Na leitura de todos os textos, porém, inclusive das ilustrações, percebemos a índole poética do seu autor, o seu logos interior, transmutado em densa verdade poética e de sentido multiforme, em todo o caso repassada de elegia e desengano, capaz todavia de esperança e de comovida celebração da alegria do mundo e da vida.
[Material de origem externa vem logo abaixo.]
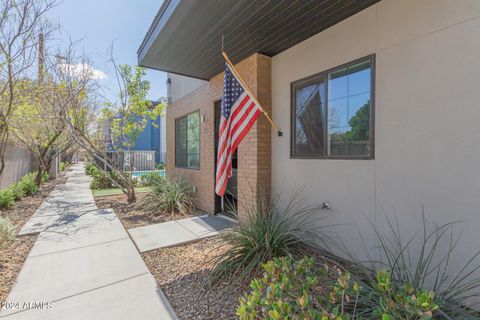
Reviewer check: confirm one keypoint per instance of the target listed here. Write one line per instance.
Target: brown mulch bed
(13, 257)
(133, 215)
(182, 274)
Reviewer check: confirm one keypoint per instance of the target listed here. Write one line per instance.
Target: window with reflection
(332, 113)
(187, 141)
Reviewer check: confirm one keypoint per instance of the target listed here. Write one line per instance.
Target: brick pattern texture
(254, 152)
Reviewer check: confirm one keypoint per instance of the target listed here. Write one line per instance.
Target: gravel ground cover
(133, 215)
(182, 274)
(13, 257)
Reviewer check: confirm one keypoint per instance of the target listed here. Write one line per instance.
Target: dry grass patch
(13, 256)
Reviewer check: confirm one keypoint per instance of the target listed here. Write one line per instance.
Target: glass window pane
(180, 142)
(309, 119)
(349, 116)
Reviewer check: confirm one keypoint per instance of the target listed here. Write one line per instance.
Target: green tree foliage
(36, 125)
(126, 119)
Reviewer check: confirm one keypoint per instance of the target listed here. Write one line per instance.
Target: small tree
(125, 119)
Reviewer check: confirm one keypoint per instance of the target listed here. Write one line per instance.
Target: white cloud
(82, 69)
O livro partir tarde é chegar nunca apresenta um corpus textual de precisamente 65 poemas, entre éditos (reimpressos e ou agora em livro; retomados e ou refundidos) e inéditos, agora pela primeira vez publicados, agrupados todos em duas partes, a última das quais se intitula “Poemas em Tempo de Pandemia”, esta última albergando um conjunto de 23 textos, todos notáveis caracterizadores do presente pandémico do SARS-COV 2 e dos confinamentos sociais a que por conta disso e para nossa defesa temos sido submetidos. Quase todos os poemas (à exceção de dois) apresentam-se datados e algumas vezes apontada a circunstância em que radica a respetiva génese, como nos poemas “luto”, “natália”, “recusa”, “amores em Porto Santo”, “requiem para um poeta”, “as horas”, “primavera”, “as coisas”, “sete pedaços”, “a fonte”, para além justamente do grupo reconhecido como “Poemas em Tempo de Pandemia”, de que 4 são ainda em especial circunstanciados, designadamente os poemas “elegia”, “o jardim José do Canto”, “passeiam-se as sombras” e “mulher”. Contados os reconhecidamente mencionados como já éditos, em número de 6, temos que o presente volume entrega à história literária um conjunto de 59 inéditos, a que o poeta, ele também artista plástico, acrescentou 9 ilustrações de acrílico sobre papel, não legendadas.
Victor de Lima Meireles (Victor Manuel de Lima Meireles Pacheco) nasceu na freguesia de São José de Ponta Delgada, foi codirector e membro fundador da Academia das Artes de Ponta Delgada e vogal da Delegação nos Açores da Fundação Natália Correia e do Instituto Cultural de Ponta Delgada. Fundador e membro da Associação dos Genealogistas dos Açores e da Fundação Sousa d’Oliveira. Entre as muitas obras do autor, podem aqui ser referidos o conto As Amarras e os livros de poesia Nunca Mais e Foi Sempre; O Todo a Parte Alguma; A Lapinha; Amargo Lírico; Mater; O Órfico Fio Que a Mão Gera; assim como os estudos: Natália Correia – Subsídios para a Genealogia; Cecília Meireles – Aspectos para uma Biografia; Apontamento Genealógico sobre Natália Correia e Ângela Almeida – Ramos Inéditos; e Frey João Meyrelles nas Genealogias Micaelenses. Está referenciado na Antologia Poética dos Açores, vol. II, Coleção Gaivota, Secretaria Regional de Educação e Cultura, 1984, de Ruy Galvão de Carvalho; na Enciclopédia Verbo das Literaturas de Língua Portuguesa, 1995; no livro Concelho de Ponta Delgada, 500 Anos de História, Cronologia de Figuras e Factos (1499-1999), de José Andrade, e na História dos Açores (1935-1974), de Carlos Melo Bento. Em 2 de Abril de 2015, a Câmara Municipal de Ponta Delgada atribuiulhe o ‘’Diploma de Reconhecimento Municipal. Em 7 de Dezembro de 2018, foi homenageado com o descerramento de uma fotografia na ‘’Galeria dos Notáveis’’, na Junta de Freguesia de São José.